Cet argument est tiré de la loi 21 juin 2004 qui est venue insérer l’article 6-II dans la loi de 1978 Informatique et libertés : «  l’autorité judiciaire peut requérir communication, auprès des fournisseurs d’accès et d’hébergement, des données de nature à permettre l’identification de quiconque a contribué à la création d’un contenu répréhensible sur Internet  ».

Reste qu’en l’occurrence, à défaut d’avoir apporté la preuve qu’elle n’a pas eu accès à l’identification de la société Hi-Media par des moyens illégaux, Rentabiliweb succombe dans sa demande. Le doute était persistant en l’espèce puisque le juge était confronté à une série d’allégations de part et d’autre. Hi-Media prétendait notamment que sa concurrente avait usurpé son adresse IP afin de procéder elle-même aux suppressions sur les sites web, tandis que Rentabiliweb produisait des impressions de sites Internet annonçant les modifications litigieuses.

Mais c’est tour à tour que le juge rejettera les allégations des deux protagonistes comme insuffisamment justifiées. Hi-Media ne justifie pas que sa concurrente ait usurpé son adresse IP ou s’est introduite dans son système informatique et Rentabiliweb ne prouve pas que l’adresse IP ayant procédé aux suppressions litigieuses, soit réellement celle de Hi-Media, l’authenticité des impressions Internet ne pouvant pas être vérifiée.

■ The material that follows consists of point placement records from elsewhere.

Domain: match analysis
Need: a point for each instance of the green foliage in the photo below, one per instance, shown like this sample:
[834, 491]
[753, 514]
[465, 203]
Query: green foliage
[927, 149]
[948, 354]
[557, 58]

En tout état de cause, la décision de la Cour d’appel n’exclut pas de la protection des données personnelles prévue par la loi de 1978, l’adresse IP. On peut relever le contraste qui existe entre cette décision et un autre arrêt rendu par la même Cour d’appel le 15 mai 2007, dans lequel il était affirmé que l’adresse IP n’est qu’une simple série de chiffres qui ne saurait être considérée comme une donnée à caractère personnel au sens de la loi de 1978.

Ce faisant, elle s’aligne sur la jurisprudence européenne qui considère que les adresses IP sont des données protégées à caractère personnel, car elles permettent l’identification précise desdits utilisateurs (CJUE, 24 nov. 2011, Scarlet Extended n° C-70/10 n°51).